Stereotactic radiosurgery has advanced the treatment of metastatic spine disease
Click Here to Manage Email Alerts
SAN DIEGO — Radiosurgery is a revolutionary and meaningful advance that has helped improve the outcomes of metastatic spine disease and how it is treated, according to a presentation by Mark H. Bilsky, MD.
“Twenty percent of cancer patients will develop spinal metastases over the course of their illness,” he said at the Congress of Neurological Surgeons Annual Meeting, noting there is an immense need for more effective treatments.
Stereotactic radiosurgery (SRS) and its related technological developments now enable spine surgeons to safely deliver high doses of radiation to within millimeters of the spinal cord in patients with spinal metastases. Its use is also associated with improved outcomes with separation surgery, some of which is done through minimally invasive surgery by pioneers in the field, Bilsky said.
“The goals of metastatic disease treatment are palliative: to improve or maintain function; achieve local tumor control; mechanical stability; pain relief; and improve quality of life. Far and away the single greatest advance in the treatment of metastatic spine disease is stereotactic radiosurgery,” he said.
According to Bilsky, some key advantages of SRS over conventional external beam radiation are a shorter treatment time and quicker return of patients to systemic therapy.

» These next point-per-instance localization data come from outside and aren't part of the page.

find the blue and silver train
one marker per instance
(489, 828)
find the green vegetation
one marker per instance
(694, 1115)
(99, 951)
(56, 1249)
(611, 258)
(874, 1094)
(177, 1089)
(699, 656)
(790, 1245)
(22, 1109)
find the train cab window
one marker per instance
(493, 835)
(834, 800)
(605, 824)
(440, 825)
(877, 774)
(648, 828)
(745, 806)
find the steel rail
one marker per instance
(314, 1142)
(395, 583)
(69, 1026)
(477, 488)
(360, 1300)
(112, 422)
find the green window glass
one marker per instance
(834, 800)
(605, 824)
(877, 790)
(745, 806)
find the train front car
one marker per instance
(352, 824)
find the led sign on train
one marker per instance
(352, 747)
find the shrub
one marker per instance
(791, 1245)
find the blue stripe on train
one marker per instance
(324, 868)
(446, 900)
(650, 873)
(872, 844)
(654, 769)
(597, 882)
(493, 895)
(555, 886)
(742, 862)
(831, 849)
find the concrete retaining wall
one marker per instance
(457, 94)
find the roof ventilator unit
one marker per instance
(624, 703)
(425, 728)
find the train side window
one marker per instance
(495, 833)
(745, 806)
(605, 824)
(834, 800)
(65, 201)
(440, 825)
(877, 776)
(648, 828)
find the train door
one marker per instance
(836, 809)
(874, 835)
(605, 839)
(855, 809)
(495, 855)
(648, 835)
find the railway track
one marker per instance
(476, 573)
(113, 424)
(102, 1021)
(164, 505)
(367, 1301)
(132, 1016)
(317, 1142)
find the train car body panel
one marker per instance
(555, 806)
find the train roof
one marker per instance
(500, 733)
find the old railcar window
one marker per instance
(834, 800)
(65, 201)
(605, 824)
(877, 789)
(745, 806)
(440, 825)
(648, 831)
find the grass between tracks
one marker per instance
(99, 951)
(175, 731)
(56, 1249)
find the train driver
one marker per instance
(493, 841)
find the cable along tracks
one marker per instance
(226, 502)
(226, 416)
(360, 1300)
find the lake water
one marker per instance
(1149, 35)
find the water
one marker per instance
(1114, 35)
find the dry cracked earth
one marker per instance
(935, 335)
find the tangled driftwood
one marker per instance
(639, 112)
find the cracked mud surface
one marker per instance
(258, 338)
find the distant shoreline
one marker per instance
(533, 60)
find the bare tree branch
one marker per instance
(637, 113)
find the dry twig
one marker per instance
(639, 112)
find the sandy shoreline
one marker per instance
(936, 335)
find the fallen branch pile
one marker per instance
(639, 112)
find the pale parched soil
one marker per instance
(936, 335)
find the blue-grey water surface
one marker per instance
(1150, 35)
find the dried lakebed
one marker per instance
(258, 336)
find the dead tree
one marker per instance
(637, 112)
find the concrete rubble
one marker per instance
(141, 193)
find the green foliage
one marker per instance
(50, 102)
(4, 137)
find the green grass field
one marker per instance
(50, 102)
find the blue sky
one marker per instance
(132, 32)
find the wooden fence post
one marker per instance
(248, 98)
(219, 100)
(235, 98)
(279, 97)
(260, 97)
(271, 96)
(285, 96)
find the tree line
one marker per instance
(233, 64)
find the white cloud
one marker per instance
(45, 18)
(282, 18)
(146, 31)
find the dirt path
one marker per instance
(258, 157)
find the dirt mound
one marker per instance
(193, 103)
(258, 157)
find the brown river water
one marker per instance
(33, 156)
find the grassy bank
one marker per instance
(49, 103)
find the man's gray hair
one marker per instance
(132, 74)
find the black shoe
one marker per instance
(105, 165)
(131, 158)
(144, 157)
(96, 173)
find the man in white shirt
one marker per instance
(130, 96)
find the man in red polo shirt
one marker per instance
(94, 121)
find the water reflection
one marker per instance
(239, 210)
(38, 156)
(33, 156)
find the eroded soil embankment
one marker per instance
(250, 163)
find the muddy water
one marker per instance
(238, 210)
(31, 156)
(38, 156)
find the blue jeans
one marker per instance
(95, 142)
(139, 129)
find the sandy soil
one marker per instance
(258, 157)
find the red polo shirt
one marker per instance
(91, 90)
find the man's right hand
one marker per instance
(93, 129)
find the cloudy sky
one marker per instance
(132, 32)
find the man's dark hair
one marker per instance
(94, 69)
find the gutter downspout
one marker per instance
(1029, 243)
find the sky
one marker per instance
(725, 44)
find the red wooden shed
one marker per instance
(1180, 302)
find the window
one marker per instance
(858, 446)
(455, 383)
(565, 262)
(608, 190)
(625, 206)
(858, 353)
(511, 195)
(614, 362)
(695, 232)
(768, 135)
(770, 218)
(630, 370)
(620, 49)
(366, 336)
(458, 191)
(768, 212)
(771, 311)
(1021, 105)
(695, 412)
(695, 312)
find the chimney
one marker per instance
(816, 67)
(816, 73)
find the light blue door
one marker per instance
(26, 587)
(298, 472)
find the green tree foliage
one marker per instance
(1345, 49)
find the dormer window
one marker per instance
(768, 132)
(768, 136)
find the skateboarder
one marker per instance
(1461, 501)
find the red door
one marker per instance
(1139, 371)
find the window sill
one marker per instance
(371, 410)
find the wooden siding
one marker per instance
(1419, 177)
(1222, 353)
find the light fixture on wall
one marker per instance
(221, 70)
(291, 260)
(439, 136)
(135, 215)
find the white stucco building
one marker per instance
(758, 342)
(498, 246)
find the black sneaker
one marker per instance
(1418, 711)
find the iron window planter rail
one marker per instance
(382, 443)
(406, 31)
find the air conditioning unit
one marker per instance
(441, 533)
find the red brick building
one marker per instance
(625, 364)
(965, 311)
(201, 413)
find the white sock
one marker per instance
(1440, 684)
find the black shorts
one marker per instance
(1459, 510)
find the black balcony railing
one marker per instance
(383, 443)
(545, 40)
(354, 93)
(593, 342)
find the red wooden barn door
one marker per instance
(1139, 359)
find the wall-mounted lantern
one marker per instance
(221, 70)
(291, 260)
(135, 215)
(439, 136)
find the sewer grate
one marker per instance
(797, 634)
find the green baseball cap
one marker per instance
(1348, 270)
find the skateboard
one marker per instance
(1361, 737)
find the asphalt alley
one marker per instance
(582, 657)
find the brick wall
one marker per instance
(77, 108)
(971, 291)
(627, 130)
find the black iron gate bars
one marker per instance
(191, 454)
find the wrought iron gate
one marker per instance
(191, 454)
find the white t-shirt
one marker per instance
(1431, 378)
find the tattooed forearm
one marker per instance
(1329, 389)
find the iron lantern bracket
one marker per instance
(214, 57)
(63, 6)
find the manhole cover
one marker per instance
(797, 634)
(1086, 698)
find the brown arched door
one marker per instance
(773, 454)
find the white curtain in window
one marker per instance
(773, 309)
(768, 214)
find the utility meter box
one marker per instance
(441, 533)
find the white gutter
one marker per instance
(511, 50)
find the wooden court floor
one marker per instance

“But,” he said, “the great advance is the ability to give a cytotoxic tumoral dose that is ablative, and this has fundamentally changed our treatment paradigms, including indications for any type of surgery that we do.”
Bilsky, who is vice chairman for Clinical Affairs in Neurosurgery at Memorial Sloan Kettering Cancer Center in New York City, said researchers are learning more about the effects of the dose of radiation on tumor outcomes. He also mentioned the future directions for SRS in spinal metastases he feels are critical.
“We need to standardize dose reporting for the literature. We have contouring guidelines for the upfront setting, but need to establish those for the postoperative setting, as well. Tumor responses are based on the spinal criteria. We look at standard [magnetic resonance] MR imaging, but there is always radiographic residual in the bone and it is unclear whether there is viable tumor there or treated. Now, using [dynamic contrast-enhanced] DCE MR, particularly looking at plasma volume, we have reliable indicators of whether there is a residual or a recurrent tumor long before standard MR imaging changes,” he said. – by Susan M. Rapp
Reference:
Bilsky MH. Stereotactic radiosurgery: The revolutionary advance in the treatment of spine metastases. Presented at: Congress of Neurological Surgeons Annual Meeting; Sept. 24-28, 2016; San Diego.
Disclosure: Bilsky reports no relevant financial disclosures.